But danger is a constant presence in his line of work, with at least a dozen of his staff members murdered by the gangs in the last 30 years.

“Every time we put people on top there’s a good chance they could get killed,” Hagan told News 5 Cleveland in 2021.

“I have 700 people that work for our organization, some of my top people are always in danger cause there’s a lot of jealousy they think they’re getting extra money or they’re getting this or that.”

The hardest part about his work is witnessing how the gang violence affects Port-au-Prince youth.

“What’s tough for me is to see the children. And many of the children are dying,” he remarked.

Now, there is a glimmer of hope as the leaders of four rival gangs have signed a truce.

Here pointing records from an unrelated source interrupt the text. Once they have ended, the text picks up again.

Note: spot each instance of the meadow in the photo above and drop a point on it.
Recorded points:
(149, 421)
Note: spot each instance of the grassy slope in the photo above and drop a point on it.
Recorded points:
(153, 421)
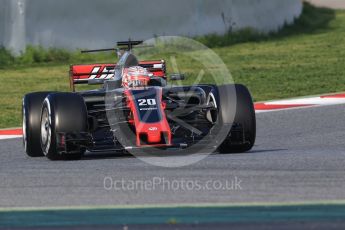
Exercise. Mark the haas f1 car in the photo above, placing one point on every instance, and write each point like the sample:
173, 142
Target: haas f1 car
135, 108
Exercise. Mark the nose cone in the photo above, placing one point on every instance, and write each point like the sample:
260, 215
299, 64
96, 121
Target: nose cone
153, 135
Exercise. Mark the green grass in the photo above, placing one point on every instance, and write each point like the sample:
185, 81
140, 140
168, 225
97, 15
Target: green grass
306, 58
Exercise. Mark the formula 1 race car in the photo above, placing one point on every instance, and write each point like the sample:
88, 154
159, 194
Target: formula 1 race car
136, 109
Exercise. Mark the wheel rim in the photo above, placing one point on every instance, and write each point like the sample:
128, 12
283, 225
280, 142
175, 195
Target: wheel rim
212, 115
45, 130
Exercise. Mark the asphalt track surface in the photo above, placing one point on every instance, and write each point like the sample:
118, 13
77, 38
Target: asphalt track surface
299, 156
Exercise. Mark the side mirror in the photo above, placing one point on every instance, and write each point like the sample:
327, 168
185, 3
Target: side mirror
177, 76
95, 81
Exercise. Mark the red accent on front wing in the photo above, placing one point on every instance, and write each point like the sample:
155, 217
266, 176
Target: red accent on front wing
154, 135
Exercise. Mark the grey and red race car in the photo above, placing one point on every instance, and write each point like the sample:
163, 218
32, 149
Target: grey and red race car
135, 109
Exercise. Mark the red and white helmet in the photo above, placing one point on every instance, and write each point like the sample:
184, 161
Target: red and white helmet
135, 76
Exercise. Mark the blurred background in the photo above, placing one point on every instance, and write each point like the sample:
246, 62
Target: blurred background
82, 24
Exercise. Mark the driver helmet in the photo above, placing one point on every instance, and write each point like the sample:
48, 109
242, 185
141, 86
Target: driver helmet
135, 76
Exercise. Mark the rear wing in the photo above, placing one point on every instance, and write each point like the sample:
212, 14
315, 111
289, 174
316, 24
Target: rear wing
81, 74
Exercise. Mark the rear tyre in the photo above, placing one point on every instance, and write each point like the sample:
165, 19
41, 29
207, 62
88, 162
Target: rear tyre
244, 116
62, 113
31, 114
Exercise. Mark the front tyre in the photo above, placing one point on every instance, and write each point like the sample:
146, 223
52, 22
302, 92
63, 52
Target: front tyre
31, 114
62, 113
240, 112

The agreement, titled “Peace Pledge,” was authored by Hagan, who deals with top gang leaders on a daily basis.

“The way I wrote it was ‘We will work for peace. We will strive to forgive and allow ourselves to be forgiven,'” he said about the document.

The effect of the pledge, which was signed in early July, was almost immediate. “There’s people out, the markets are open. People are out. Yes, there’s a big, big difference,” Hagan noted.

Peace, however, might only be temporary. “There are politicians who really don’t want stability because as long as it’s unstable, they don’t have to have elections,” he explained.

Hagan is unsure if the deal with last, but remains optimistic. “Oh that’s the thing I don’t know. I’m hoping every day!” He added.